「とっくり王子」の野村健太さん=野村さん提供

 美濃焼の産地・岐阜県多治見市で、「とっくり王子」を名乗り、陶器ボトル(とっくり)の地位向上を目指して活動を続ける人がいる。きっかけは、会社員時代に目の当たりにした業界の厳しい現状だった。

 多治見市の野村健太さん(37)は、今年2月から「とっくり王子」として個人で起業し、新商品開発やとっくりのPR活動を行っている。

 野村さんは、2011年から12年間、焼酎などを入れる陶器ボトルを扱う多治見市の商社の営業職として、地元の陶器工場(窯元)や、全国各地の酒蔵を飛び回っていた。

 そこで感じたのは「単価の安さ」だ。

 陶器ボトル製造には10以上の工程があり、1カ月以上かけて作られる。職人たちの手仕事とその技に支えられているが、代表的な商品の出荷時の単価は400円以下のものが多いという。
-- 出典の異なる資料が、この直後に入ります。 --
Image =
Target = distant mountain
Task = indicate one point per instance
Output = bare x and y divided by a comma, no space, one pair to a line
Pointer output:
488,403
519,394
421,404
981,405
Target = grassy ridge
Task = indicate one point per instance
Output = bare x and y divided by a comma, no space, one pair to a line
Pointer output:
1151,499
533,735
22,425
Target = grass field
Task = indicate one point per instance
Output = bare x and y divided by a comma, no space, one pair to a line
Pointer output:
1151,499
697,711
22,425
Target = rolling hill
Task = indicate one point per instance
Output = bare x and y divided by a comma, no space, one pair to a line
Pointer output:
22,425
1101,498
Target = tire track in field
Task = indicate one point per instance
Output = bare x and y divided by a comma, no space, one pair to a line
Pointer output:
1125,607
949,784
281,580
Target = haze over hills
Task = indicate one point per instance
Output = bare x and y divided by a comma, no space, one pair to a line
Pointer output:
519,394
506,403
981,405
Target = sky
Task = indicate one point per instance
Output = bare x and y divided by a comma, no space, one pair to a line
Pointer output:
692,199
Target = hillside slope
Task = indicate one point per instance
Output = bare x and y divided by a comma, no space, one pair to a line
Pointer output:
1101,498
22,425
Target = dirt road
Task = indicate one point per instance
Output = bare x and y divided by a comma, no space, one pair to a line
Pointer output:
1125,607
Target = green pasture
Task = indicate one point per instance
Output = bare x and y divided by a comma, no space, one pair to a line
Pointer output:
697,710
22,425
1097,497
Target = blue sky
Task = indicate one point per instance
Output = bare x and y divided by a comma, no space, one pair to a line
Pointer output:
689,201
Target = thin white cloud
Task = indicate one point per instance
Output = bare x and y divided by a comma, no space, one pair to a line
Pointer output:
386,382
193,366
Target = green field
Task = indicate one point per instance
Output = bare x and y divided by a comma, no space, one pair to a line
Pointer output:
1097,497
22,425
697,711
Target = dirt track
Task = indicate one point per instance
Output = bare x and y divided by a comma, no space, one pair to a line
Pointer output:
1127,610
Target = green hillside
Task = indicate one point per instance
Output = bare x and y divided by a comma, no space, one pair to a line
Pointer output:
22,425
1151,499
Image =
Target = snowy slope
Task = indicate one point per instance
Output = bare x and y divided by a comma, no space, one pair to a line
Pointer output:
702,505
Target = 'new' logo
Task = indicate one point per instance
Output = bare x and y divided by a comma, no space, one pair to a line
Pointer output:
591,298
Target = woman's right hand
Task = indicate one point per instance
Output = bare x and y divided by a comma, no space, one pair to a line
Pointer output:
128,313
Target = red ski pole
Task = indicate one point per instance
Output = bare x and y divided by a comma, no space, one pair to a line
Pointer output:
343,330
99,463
 ボトルは、酒蔵から商社を介して窯元に製造の依頼があるのが一般的。「陶器ボトルは、お酒を入れる『備品』扱いで美濃焼の中でも価値が低くみられてしまう。価格の決定権も窯元に無い」と野村さん。単価の安さなどから人手不足にもつながり、「せめて単価が今の1.5倍ぐらいになれば人をもう一人雇える」といった嘆きをよく耳にした。陶器ボトルの製造会社も減るばかりだ。

 酒好きが高じて業界に飛び込んだ野村さんは、将来を案じ、「適正な単価で流通できるような仕組みに変えたい」と思うようになった。